Gun violence is much more complicated than simply banning a weapon.

Reducing gun violence requires that we tackle issues like intergenerational poverty, the lack of educational and economic opportunities, physical and emotional abuse, domestic violence, alcohol and drug addiction, mental illness, declining family cohesiveness, prejudice and radicalization of religions. This kind of work is complex and takes time. It’s a lot harder to communicate these solutions, especially in a speech. What’s easier is to throw out a new restriction that will not solve our challenges but is indeed politically expedient.

In a recent Washington Post op-ed, Leah Libresco, a statistician and former newswriter at FiveThirtyEight.com, helped analyze 33,000 gun deaths in this country. “Two-thirds of gun deaths in the United States every year are suicides,” according to Libresco. “No proposed restriction would make it meaningfully harder for people with guns on hand to use them.”

She also found that nearly 1 in 5 gun deaths involved young men killing other young men, often related to gang violence. Stricter gun laws probably would not have a significant impact on this statistic.

“We save lives by focusing on a range of tactics to protect the different kinds of potential victims and reforming potential killers, not from sweeping bans focused on the guns themselves,” Libresco concluded.
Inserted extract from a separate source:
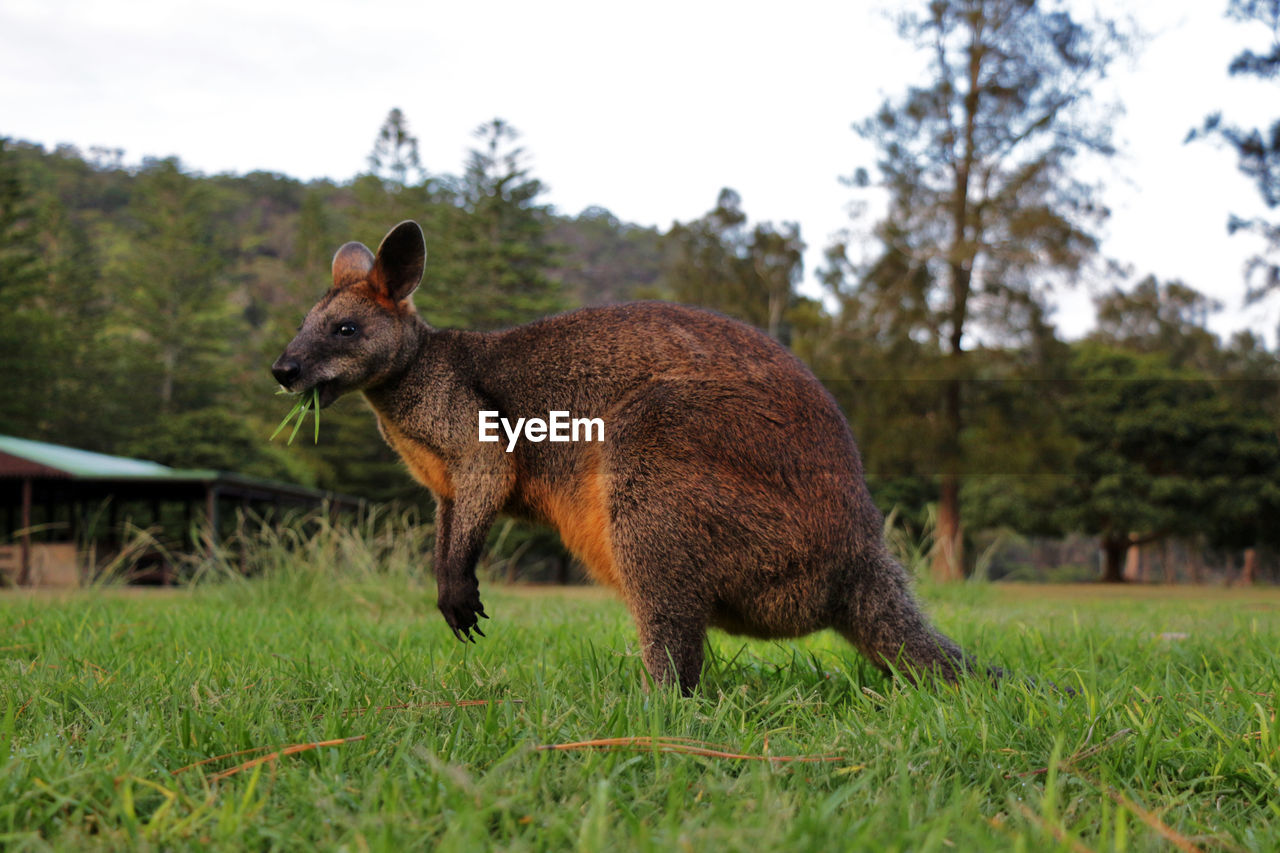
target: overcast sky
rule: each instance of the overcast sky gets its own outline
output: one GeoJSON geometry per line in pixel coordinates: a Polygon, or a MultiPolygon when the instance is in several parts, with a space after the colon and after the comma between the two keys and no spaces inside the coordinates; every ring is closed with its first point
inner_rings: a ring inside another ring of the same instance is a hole
{"type": "MultiPolygon", "coordinates": [[[[1151,38],[1100,92],[1125,109],[1124,154],[1102,173],[1103,250],[1133,280],[1181,278],[1222,301],[1216,330],[1274,341],[1280,297],[1242,309],[1253,245],[1226,236],[1229,213],[1262,211],[1257,192],[1228,150],[1183,143],[1213,110],[1251,126],[1280,115],[1274,85],[1228,77],[1231,56],[1268,42],[1225,6],[1126,4],[1151,38]]],[[[838,178],[872,163],[850,126],[919,81],[886,8],[0,0],[0,134],[124,149],[131,164],[177,155],[204,173],[346,181],[393,106],[436,173],[460,172],[471,131],[502,117],[562,213],[600,205],[667,228],[733,187],[754,220],[800,223],[812,280],[850,224],[838,178]]],[[[1065,332],[1092,321],[1087,287],[1059,304],[1065,332]]]]}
But with all that said, those advocating for banning items that turn a semi-automatic weapon into a gun that mimics a fully automatic weapon have a point when they say these devices violate the spirit of a long-standing ban on automatic firearms.
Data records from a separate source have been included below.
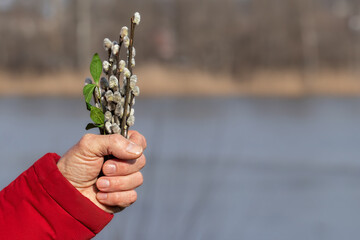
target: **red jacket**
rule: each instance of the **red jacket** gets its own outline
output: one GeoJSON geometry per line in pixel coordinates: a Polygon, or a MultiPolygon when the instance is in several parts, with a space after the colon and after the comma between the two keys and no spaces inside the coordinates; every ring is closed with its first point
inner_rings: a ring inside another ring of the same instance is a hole
{"type": "Polygon", "coordinates": [[[48,153],[0,192],[0,239],[90,239],[113,215],[60,173],[48,153]]]}

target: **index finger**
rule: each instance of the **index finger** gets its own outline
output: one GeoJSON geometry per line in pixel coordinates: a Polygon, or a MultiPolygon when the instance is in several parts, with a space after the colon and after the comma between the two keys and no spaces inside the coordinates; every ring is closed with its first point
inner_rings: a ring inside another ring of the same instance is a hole
{"type": "Polygon", "coordinates": [[[129,130],[128,134],[129,134],[130,141],[141,146],[144,150],[146,149],[146,147],[147,147],[146,139],[142,134],[140,134],[138,131],[134,131],[134,130],[129,130]]]}

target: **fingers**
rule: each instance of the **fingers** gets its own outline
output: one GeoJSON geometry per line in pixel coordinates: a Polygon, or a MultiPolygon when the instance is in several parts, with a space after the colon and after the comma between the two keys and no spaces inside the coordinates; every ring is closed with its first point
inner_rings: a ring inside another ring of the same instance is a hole
{"type": "Polygon", "coordinates": [[[101,192],[119,192],[135,189],[143,184],[144,178],[141,172],[127,176],[101,177],[96,186],[101,192]]]}
{"type": "Polygon", "coordinates": [[[107,160],[103,165],[103,173],[106,176],[126,176],[140,171],[146,164],[145,155],[141,155],[138,159],[133,160],[107,160]]]}
{"type": "Polygon", "coordinates": [[[136,201],[137,193],[135,190],[112,193],[98,192],[96,198],[100,203],[107,206],[128,207],[136,201]]]}
{"type": "Polygon", "coordinates": [[[133,143],[136,143],[137,145],[142,146],[143,149],[146,149],[147,143],[146,143],[146,139],[143,135],[141,135],[139,132],[137,131],[133,131],[133,130],[129,130],[129,140],[132,141],[133,143]]]}
{"type": "MultiPolygon", "coordinates": [[[[135,134],[135,133],[133,133],[135,134]]],[[[135,139],[140,137],[135,134],[135,139]]],[[[139,134],[140,135],[140,134],[139,134]]],[[[113,155],[119,159],[136,159],[141,156],[143,147],[119,134],[95,135],[85,134],[78,143],[82,152],[102,157],[113,155]]]]}

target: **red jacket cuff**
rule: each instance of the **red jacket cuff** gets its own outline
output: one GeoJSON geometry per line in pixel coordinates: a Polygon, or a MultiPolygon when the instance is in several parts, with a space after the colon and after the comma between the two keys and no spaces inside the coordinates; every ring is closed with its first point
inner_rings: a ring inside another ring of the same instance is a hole
{"type": "Polygon", "coordinates": [[[56,165],[59,159],[56,153],[48,153],[34,164],[41,185],[67,213],[97,234],[113,214],[97,207],[66,180],[56,165]]]}

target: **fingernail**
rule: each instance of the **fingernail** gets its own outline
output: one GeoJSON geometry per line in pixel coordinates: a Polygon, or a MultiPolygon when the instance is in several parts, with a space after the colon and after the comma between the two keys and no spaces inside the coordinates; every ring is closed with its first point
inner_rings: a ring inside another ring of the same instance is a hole
{"type": "Polygon", "coordinates": [[[107,199],[107,193],[99,192],[99,193],[97,194],[97,198],[98,198],[99,200],[105,200],[105,199],[107,199]]]}
{"type": "Polygon", "coordinates": [[[115,173],[116,172],[116,165],[115,164],[106,164],[104,166],[104,172],[105,173],[115,173]]]}
{"type": "Polygon", "coordinates": [[[100,188],[107,188],[110,186],[110,181],[107,179],[99,179],[97,185],[100,188]]]}
{"type": "Polygon", "coordinates": [[[129,144],[126,147],[126,151],[132,154],[139,155],[142,152],[142,147],[129,141],[129,144]]]}

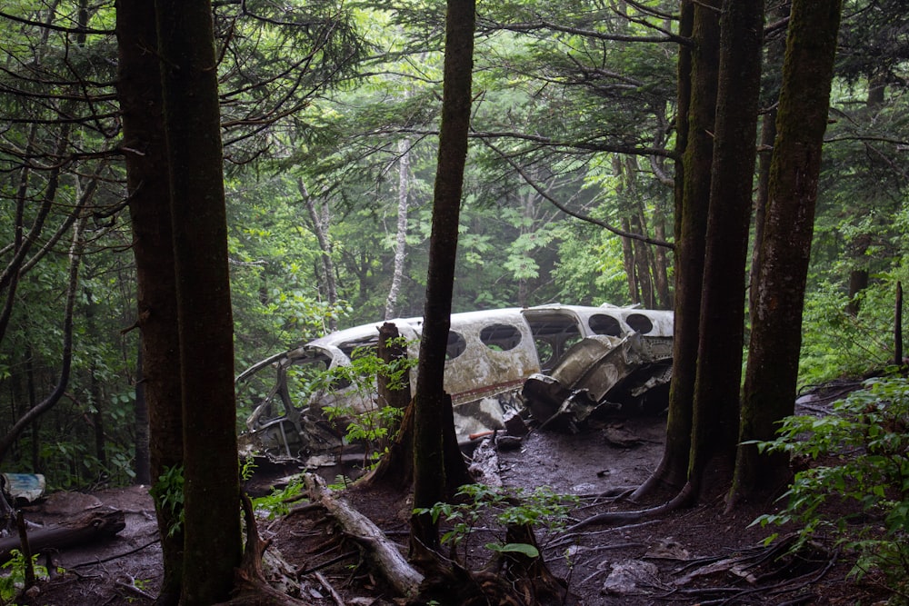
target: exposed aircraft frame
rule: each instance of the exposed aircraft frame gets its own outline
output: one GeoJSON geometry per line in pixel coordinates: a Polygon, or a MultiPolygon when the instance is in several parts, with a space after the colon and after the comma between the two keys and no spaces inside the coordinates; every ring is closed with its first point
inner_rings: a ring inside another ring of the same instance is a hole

Since the 1930s, for most civilians, ownership of automatic firearms is banned in this country. And in 1986 the law was further strengthened to make ownership and possession of any new automatic firearm illegal. Converting a semi-automatic firearm to fire automatically is in violation of federal law too.

And as Sanders said, “Common sense suggests that we have got to do everything possible to prevent the conversion of semi-automatic rifles into automatic rifles. If not, the 1986 law means nothing.”
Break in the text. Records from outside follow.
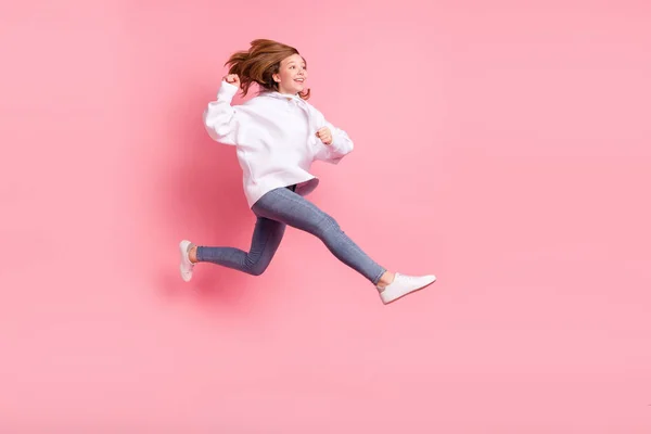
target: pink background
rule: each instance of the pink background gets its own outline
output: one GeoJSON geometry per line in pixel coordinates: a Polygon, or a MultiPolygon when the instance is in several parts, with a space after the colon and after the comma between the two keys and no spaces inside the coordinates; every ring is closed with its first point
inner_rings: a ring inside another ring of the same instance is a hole
{"type": "Polygon", "coordinates": [[[651,432],[649,2],[53,3],[0,14],[0,432],[651,432]],[[296,230],[180,280],[248,246],[201,113],[260,37],[357,146],[310,199],[433,286],[296,230]]]}

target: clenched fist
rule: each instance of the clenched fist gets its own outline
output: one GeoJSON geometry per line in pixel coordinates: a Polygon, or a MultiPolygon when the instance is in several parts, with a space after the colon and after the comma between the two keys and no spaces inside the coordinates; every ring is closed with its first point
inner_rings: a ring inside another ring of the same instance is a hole
{"type": "Polygon", "coordinates": [[[238,74],[225,75],[222,80],[230,85],[237,86],[238,88],[240,87],[240,77],[238,77],[238,74]]]}
{"type": "Polygon", "coordinates": [[[323,127],[317,131],[317,137],[326,144],[332,144],[332,132],[330,128],[323,127]]]}

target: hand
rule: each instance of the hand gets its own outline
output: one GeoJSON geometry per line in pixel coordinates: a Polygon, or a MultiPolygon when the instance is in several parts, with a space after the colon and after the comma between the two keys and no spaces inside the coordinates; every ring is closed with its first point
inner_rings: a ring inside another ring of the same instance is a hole
{"type": "Polygon", "coordinates": [[[238,88],[240,87],[240,77],[238,77],[238,74],[225,75],[222,80],[225,80],[226,82],[228,82],[230,85],[234,85],[238,88]]]}
{"type": "Polygon", "coordinates": [[[323,127],[317,131],[317,137],[321,139],[321,141],[326,144],[332,144],[332,132],[330,132],[330,128],[323,127]]]}

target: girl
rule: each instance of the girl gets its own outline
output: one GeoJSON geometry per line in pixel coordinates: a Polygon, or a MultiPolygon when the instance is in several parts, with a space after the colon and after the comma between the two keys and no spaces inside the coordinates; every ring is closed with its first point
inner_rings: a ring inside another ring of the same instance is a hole
{"type": "Polygon", "coordinates": [[[257,221],[248,252],[181,241],[181,278],[189,281],[196,263],[259,276],[289,225],[318,237],[342,263],[375,285],[384,304],[432,284],[434,276],[394,273],[375,264],[334,218],[304,197],[319,183],[309,173],[311,163],[337,164],[353,151],[353,141],[307,102],[307,64],[298,51],[256,39],[248,51],[234,53],[225,65],[230,65],[229,73],[222,78],[217,100],[204,111],[203,120],[212,139],[235,146],[244,194],[257,221]],[[260,87],[259,94],[232,106],[238,90],[246,95],[253,82],[260,87]]]}

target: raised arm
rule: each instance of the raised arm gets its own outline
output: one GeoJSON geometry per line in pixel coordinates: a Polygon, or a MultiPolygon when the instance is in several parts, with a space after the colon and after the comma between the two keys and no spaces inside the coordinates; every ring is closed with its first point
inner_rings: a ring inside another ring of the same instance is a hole
{"type": "Polygon", "coordinates": [[[203,120],[208,136],[213,140],[224,144],[237,145],[238,110],[231,106],[231,101],[238,93],[240,80],[239,78],[235,80],[229,77],[224,77],[217,92],[217,101],[208,103],[203,113],[203,120]]]}

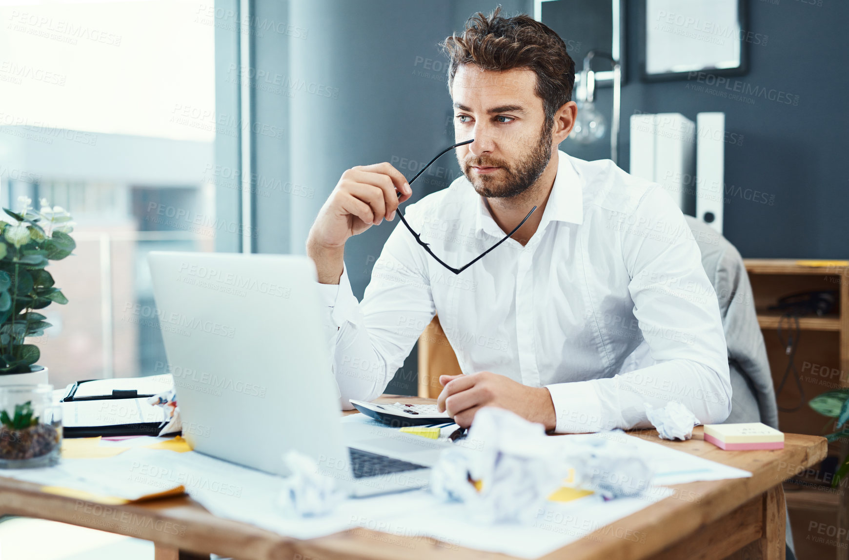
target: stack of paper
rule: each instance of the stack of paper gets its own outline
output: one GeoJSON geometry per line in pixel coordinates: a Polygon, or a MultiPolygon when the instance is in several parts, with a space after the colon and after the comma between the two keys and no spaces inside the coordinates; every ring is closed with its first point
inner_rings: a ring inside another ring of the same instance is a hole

So let’s talk about devices that you can buy on the internet for about $200, like a bump stock, that make a semi-automatic rifle capable of acting like an automatic one. The federal government does not consider these kits to violate the law because they are external to the mechanism of the gun.

While in the military I used to carry an assault rifle for a living. At one time in my life I could say I fired most every type of assault rifle in the world. These weapons are highly lethal, especially with their automatic capability. There is no need to have such capability in civilian life.

With the ability to convert a semi-automatic rifle to an automatic rifle, these devices may not technically violate federal law. But they certainly violate the spirit of that law that bans such firearms and has for a long time.

There is a line that is crossed when automatic weapons fire rains bullets down on innocent people. That line was crossed in Las Vegas. Congress should pass a law that bans these conversion devices.